Призраки пирамид

А.Головатенко
Анатолий Головатенко

Призраки пирамид

Вероятно, наполеоновские солдаты действительно верили, что у подножия пирамид они сражаются под надзором сорока веков. Мамлюкам тогда пришлось худо. Правда, Египетский поход всё равно закончился ничем — если, конечно, не считать консульского триумфа. Но его отмерили только тому, кто так кстати подсчитал столетия и вовремя оказался вдали от фараоновых гробниц. Это было, однако, уже совсем в другом месте — там, где переиначили календарь и начали загибать пальцы, уныло нумеруя республики да империи.
А потом настали иные времена. Сорок веков отозвались неуклюжей попыткой овладеть сорока сороками. Сосчитать их оказалось ничуть не проще, чем египетские династии или корабли Нельсона. Место снова вступилось за время, и пришлось довольствоваться Ста днями, которые слегка потрясли некоторую часть мира. Потрясли — и осыпались трухой незадавшейся эпохи.
А вот наши сорок сороков, сколько их ни жги, ни взрывай, упрямо возводятся в квадрат, заполняют объемы кубов и пирамид, прорезают плоскости — и остаются всё тем же невычисленным произведением неизвестных богословских сумм. Даже несмотря на то, что сороков этих куда меньше, чем мог бы ожидать всякий умеющий умножать. Мы, однако, умножать не любим, приуменьшать не желаем – и вообще считать не приучены. Календари у нас заврались, а  часы спешат изойти песком и раскатиться колесиками по верстам и весям.
Измерять время хорошо там, где пространство наперечет; в дальних краях и календари точнее, и часовые механизмы затейливее. Однако именно оттуда к нам приезжают те, кому любые куранты — что артиллерийская мишень. Целей же у нас во все времена и других хватало — как и самозваных целителей да самоучек-часовщиков.

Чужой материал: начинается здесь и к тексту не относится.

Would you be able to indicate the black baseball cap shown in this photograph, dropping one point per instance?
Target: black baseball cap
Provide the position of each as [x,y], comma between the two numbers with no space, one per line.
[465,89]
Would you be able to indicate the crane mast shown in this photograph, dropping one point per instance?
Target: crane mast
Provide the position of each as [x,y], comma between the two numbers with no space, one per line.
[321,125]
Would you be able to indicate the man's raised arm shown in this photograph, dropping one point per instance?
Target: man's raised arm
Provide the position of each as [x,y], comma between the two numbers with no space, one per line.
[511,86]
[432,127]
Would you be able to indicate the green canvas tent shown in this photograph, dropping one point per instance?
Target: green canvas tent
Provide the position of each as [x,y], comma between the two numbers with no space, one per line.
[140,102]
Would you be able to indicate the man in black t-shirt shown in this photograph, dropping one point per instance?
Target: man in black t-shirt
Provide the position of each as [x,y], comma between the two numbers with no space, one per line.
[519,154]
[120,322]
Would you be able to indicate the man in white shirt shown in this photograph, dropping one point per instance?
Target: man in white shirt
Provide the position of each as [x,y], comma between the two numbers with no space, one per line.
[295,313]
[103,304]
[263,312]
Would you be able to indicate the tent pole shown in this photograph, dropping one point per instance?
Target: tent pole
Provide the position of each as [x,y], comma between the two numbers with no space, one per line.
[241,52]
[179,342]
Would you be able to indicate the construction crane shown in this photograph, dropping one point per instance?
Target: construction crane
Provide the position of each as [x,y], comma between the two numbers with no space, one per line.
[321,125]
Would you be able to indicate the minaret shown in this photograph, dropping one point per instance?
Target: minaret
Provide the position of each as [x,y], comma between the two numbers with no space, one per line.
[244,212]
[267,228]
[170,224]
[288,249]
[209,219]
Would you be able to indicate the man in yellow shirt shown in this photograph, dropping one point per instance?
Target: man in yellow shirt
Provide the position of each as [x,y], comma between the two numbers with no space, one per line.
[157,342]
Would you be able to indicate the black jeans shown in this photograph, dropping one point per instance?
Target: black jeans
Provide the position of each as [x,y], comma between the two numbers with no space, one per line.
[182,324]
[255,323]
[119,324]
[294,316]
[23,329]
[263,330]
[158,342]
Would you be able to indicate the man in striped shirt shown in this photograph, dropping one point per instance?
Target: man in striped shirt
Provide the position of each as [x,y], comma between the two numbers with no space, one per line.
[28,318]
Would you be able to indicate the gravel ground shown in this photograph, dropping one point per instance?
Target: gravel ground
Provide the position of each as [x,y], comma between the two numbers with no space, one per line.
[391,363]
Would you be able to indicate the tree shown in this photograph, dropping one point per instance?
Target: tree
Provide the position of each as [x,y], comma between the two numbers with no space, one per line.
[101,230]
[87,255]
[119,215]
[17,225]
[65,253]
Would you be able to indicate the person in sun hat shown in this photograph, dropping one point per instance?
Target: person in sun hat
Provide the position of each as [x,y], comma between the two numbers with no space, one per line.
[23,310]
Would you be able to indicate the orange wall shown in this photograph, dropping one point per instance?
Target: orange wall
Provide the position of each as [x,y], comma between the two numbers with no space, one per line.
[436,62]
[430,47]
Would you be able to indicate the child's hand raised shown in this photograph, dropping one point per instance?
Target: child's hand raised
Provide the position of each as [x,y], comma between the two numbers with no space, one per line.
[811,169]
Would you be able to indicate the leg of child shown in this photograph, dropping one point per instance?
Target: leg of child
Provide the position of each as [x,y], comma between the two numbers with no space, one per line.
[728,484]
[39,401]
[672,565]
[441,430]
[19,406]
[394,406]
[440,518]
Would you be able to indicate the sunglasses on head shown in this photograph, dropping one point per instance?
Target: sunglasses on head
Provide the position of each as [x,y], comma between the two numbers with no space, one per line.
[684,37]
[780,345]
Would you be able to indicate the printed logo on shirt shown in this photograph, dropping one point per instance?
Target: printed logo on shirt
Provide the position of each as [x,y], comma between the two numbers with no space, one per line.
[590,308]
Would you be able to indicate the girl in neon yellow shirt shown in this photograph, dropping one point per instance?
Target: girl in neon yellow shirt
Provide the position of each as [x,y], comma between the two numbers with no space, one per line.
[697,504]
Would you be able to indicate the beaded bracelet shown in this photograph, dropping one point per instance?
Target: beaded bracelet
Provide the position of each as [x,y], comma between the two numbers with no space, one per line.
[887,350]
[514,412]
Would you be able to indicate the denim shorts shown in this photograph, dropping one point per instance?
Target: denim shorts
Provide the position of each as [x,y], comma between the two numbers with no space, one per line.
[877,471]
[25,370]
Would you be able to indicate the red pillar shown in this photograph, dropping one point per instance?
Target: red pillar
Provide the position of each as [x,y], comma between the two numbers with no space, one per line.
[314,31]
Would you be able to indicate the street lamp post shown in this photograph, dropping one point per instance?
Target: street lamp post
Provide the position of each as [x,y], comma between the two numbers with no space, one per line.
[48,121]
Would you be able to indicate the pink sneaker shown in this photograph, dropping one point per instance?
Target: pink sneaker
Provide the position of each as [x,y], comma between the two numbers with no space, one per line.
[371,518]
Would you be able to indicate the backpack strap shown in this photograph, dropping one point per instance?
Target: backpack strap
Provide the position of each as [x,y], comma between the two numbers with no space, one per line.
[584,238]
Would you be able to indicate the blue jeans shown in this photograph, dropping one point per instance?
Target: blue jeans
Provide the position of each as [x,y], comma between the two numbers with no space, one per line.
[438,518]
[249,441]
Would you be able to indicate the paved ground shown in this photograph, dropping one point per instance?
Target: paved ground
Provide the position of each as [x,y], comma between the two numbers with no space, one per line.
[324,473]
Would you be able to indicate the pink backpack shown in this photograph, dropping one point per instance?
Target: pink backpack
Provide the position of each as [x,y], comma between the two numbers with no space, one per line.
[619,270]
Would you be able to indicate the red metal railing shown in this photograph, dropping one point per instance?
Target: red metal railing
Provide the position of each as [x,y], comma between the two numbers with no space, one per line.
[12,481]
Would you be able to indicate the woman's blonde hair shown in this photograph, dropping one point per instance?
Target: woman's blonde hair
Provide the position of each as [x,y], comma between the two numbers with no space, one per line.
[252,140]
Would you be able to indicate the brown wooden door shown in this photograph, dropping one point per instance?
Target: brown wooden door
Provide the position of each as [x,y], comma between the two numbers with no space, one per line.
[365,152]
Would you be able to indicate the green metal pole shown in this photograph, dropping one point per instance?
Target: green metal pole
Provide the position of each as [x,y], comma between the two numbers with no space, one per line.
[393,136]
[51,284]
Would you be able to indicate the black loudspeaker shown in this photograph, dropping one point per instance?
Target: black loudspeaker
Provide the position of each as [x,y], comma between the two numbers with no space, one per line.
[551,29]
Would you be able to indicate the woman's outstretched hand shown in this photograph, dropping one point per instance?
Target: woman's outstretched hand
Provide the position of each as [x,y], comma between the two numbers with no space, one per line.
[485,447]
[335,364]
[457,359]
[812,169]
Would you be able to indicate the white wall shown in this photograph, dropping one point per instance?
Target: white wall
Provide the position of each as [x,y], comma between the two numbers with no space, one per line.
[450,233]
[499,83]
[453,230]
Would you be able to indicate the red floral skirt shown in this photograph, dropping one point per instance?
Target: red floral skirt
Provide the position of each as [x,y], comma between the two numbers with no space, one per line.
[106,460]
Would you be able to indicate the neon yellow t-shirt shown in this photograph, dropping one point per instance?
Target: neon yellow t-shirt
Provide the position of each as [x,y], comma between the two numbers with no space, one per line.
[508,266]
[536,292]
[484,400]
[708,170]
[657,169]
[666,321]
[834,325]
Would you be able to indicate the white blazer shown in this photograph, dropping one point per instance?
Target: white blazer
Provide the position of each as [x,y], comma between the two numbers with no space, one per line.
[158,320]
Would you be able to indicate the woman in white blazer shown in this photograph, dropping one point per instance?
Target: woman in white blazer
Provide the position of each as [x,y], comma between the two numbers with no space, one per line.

Плохо было только со временем — оно стало сначала историческим, затем трудным, переходным, героическим, а потом уж и вовсе декретным. Вот и пришлось всё делать здесь и сейчас; мы до сих пор здесь — и легко обходимся без часов.
Зато с вечностью вроде бы дело почти заладилось — но ее поторопились объявить эпохой. А тут еще затеяли стягивать пятилетки в четыре года, отменять недели, приближать светлое будущее и изживать постылое прошлое. Часовая стрелка уверенно догнала и перегнала минутную, а история застыла лет на десять — без права переписки поспешно смятых страниц.
За Сулой и Сеймом съели последних коней, уцелевших в дни наполеоновского нашествия. Двунадесять языков замолкли вместе с колокольным звоном, а хорошее отношение к лошадям слизал шершавый язык плаката. Клячу истории все-таки загнали — в тот угол, где под копытами тщетно звенят вымощенные будильниками виртуальные пространства, имитирующие новые горизонты и неизведанные дали. Кошмарный сон за минуту до пробуждения оплыл пластилиновыми циферблатами, и уже никакой Дали не спасет, даже если он Сальвадор.
Время отказалось ходить посолонь и отправилось совсем в другую сторону — должно быть, на вечное поселение. Часовые пояса завязались узлами зон, а минутам с секундами только и осталось, что надеяться на условно-досрочное освобождение.
Срок, кажется, уже вышел, и его ни промотать, ни скостить. Время костенеет, пространство цепенеет, гири механизмов маячат призраками цепных реакций. И только за самый край горизонта еще упрямо цепляются сорок сороков пирамид.